Sam Reese had little love for Feds. Very few had come to be his friends across the years. They were useful in their place — for running operations interstate and such — but they were chiefly skilled at getting underfoot and making simple cases complicated. They assumed an elitist attitude that made them stand aloof from other law-enforcement personnel — and many working cops suspected them of undermining local efforts in pursuit of broader, secret goals.
Sam Reese had put in more than twenty years with metro, rising through the ranks to reach command grade long before its merger with the Clark County Sheriff's Department. He remembered all the federal sound and fury under Kennedy — the wiretaps and surveillance, bugs in offices and counting rooms — all of it leading to a handful of indictments that were bargained down to nothing when they came to trial. When push came to shove the boys from Justice seemed to make their best moves in the headlines, leaking "confidential" information, making allegations, spreading notso-subtle innuendos.
They must have spent a century of high-priced man-hours chasing leads and fattening their files without approaching a solution to the problem. And Reese admitted that there was a problem. No frigging doubt about it. The syndicate was nothing new in Vegas.

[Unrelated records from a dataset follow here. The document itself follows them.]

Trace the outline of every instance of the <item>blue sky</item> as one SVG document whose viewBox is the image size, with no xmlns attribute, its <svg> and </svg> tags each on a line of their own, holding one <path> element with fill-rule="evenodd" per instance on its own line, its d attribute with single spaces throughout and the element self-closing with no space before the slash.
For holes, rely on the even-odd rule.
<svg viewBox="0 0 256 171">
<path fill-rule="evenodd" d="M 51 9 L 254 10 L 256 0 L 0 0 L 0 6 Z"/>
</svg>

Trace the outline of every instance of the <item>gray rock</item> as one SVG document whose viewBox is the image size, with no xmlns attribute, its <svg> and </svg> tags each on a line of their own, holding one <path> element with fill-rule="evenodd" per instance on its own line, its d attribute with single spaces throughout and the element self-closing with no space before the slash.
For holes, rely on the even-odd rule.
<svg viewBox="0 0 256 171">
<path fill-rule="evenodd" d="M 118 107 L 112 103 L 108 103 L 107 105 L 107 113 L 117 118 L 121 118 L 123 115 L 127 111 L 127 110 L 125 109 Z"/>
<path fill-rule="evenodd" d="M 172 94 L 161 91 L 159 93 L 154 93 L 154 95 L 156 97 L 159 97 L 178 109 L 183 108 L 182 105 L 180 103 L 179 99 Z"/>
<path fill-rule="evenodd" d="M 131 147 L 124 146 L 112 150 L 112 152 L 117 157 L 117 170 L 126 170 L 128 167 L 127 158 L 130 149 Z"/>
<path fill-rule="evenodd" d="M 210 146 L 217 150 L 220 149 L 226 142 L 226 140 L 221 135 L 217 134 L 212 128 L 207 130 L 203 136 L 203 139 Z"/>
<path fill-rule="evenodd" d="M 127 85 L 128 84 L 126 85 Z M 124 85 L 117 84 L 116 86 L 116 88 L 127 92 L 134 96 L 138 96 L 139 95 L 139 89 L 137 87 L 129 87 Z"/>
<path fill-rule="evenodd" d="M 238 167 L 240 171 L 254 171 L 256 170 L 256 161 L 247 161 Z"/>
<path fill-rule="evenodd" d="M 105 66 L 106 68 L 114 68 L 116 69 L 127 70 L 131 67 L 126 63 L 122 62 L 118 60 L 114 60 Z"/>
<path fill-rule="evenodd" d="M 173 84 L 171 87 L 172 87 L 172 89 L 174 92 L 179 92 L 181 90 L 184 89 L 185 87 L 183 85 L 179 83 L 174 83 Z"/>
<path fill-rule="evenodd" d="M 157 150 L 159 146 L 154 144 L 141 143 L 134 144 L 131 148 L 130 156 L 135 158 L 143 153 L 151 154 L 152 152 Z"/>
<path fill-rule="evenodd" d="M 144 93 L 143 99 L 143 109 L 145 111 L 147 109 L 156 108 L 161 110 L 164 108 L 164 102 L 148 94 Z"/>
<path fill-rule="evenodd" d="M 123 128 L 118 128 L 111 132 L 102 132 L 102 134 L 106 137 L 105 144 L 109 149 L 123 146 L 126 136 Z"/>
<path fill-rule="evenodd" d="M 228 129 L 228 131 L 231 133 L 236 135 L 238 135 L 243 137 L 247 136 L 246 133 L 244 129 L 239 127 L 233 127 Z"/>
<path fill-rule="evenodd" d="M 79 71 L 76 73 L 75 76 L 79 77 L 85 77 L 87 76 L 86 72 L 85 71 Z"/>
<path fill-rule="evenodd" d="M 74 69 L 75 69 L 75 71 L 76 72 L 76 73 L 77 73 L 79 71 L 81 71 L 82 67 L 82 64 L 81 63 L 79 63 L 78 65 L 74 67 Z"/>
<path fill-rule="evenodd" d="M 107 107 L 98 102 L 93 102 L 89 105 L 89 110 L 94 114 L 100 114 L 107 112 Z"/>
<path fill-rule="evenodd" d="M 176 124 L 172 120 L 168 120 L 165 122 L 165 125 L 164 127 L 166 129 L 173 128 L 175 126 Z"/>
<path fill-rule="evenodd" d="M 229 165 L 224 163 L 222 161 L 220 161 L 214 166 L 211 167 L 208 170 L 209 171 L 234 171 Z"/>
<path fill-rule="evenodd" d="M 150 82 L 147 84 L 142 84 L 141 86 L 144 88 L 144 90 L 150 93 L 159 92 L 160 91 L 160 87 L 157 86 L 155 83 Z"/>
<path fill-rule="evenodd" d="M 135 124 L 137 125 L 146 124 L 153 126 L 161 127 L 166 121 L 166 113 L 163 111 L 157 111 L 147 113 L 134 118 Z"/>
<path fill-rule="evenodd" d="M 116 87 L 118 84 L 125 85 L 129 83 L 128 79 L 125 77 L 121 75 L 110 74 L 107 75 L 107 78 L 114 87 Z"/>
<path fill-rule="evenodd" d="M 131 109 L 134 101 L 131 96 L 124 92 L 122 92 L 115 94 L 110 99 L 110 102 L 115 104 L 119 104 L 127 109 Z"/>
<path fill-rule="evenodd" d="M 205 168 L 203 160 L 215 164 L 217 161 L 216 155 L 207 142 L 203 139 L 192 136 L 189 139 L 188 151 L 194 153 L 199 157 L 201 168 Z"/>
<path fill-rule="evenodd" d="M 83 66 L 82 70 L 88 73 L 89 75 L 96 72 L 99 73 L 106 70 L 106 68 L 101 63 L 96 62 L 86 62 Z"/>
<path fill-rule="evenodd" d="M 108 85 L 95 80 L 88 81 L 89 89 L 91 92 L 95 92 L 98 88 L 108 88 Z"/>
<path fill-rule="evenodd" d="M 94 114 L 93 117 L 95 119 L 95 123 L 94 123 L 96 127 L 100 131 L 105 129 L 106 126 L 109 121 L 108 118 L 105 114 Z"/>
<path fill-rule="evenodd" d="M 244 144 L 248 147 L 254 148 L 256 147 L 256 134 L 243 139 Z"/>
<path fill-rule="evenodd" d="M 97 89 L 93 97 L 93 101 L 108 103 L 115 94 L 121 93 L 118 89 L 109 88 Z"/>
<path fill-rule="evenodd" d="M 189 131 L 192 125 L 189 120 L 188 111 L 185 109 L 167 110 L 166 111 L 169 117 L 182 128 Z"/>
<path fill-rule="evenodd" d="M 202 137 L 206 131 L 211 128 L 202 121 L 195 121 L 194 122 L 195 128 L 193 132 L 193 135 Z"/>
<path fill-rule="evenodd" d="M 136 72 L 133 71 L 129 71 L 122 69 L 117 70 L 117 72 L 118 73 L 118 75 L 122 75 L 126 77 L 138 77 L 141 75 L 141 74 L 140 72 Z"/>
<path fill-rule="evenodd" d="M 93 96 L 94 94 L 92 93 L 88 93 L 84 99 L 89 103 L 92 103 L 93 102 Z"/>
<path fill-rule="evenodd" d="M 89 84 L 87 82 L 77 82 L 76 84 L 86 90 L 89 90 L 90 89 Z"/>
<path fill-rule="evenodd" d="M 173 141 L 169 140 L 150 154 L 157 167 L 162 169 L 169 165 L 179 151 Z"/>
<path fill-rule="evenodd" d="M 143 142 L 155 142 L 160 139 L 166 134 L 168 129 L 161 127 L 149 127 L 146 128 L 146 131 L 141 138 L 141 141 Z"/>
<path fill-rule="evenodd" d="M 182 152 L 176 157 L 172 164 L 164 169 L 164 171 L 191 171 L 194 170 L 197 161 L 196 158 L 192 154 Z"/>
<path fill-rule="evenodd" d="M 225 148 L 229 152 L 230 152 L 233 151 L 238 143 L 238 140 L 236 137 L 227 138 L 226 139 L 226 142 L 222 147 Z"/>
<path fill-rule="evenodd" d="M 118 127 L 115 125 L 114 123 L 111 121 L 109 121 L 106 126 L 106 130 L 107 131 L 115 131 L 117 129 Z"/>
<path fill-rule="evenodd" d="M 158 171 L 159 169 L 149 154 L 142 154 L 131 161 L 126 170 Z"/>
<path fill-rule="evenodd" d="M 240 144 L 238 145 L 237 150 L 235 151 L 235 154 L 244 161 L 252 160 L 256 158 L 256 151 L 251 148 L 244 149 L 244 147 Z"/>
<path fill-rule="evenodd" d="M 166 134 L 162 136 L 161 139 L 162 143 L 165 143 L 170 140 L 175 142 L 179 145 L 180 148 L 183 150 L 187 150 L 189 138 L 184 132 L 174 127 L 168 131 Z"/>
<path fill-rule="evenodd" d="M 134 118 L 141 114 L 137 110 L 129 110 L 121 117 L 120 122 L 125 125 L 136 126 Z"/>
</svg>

Hell, the Siegel-Lansky mob had started everything in '46, and even after Benny bit the big one, there were others standing by to cut themselves a piece of pie. You did not need a microscope to find the Mob in Vegas — but finding them was one thing; getting rid of them was something else again.
Ironically, the greatest blow against the Vegas Mob had been delivered not by any law enforcement agency, but by a single dedicated man.